Conditional quantum entropy

Given a bipartite quantum state ${\displaystyle \rho ^{AB}}$, the entropy of the joint system AB is ${\displaystyle S(AB)_{\rho }\ {\stackrel {\mathrm {def} }{=}}\ S(\rho ^{AB})}$, and the entropies of the subsystems are ${\displaystyle S(A)_{\rho }\ {\stackrel {\mathrm {def} }{=}}\ S(\rho ^{A})=S(\mathrm {tr} _{B}\rho ^{AB})}$ and ${\displaystyle S(B)_{\rho }}$. The von Neumann entropy measures an observer's uncertainty about the value of the state, that is, how much the state is a mixed state.

By analogy with the classical conditional entropy, one defines the conditional quantum entropy as ${\displaystyle S(A|B)_{\rho }\ {\stackrel {\mathrm {def} }{=}}\ S(AB)_{\rho }-S(B)_{\rho }}$.

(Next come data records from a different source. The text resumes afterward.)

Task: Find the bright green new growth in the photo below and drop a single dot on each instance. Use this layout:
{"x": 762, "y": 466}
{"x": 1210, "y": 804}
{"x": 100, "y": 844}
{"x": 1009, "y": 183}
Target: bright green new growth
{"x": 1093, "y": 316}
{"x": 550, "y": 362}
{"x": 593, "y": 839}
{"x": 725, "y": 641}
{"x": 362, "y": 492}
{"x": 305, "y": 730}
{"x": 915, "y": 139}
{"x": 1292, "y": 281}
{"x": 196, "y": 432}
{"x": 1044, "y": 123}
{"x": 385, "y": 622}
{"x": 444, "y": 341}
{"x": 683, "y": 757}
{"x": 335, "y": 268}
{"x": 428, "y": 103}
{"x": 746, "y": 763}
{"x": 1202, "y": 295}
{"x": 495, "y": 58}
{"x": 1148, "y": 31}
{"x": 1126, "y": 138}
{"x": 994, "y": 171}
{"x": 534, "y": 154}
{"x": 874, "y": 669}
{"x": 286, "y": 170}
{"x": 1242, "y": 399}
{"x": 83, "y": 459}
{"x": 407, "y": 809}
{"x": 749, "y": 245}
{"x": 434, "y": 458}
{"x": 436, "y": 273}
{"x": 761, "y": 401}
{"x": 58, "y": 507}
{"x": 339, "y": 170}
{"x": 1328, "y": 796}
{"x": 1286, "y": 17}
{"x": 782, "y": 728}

An equivalent operational definition of the quantum conditional entropy (as a measure of the quantum communication cost or surplus when performing quantum state merging) was given by Michał Horodecki, Jonathan Oppenheim, and Andreas Winter.^[3]

Unlike the classical conditional entropy, the conditional quantum entropy can be negative. This is true even though the (quantum) von Neumann entropy of single variable is never negative. The negative conditional entropy is also known as the coherent information, and gives the additional number of bits above the classical limit that can be transmitted in a quantum dense coding protocol. Positive conditional entropy of a state thus means the state cannot reach even the classical limit, while the negative conditional entropy provides for additional information.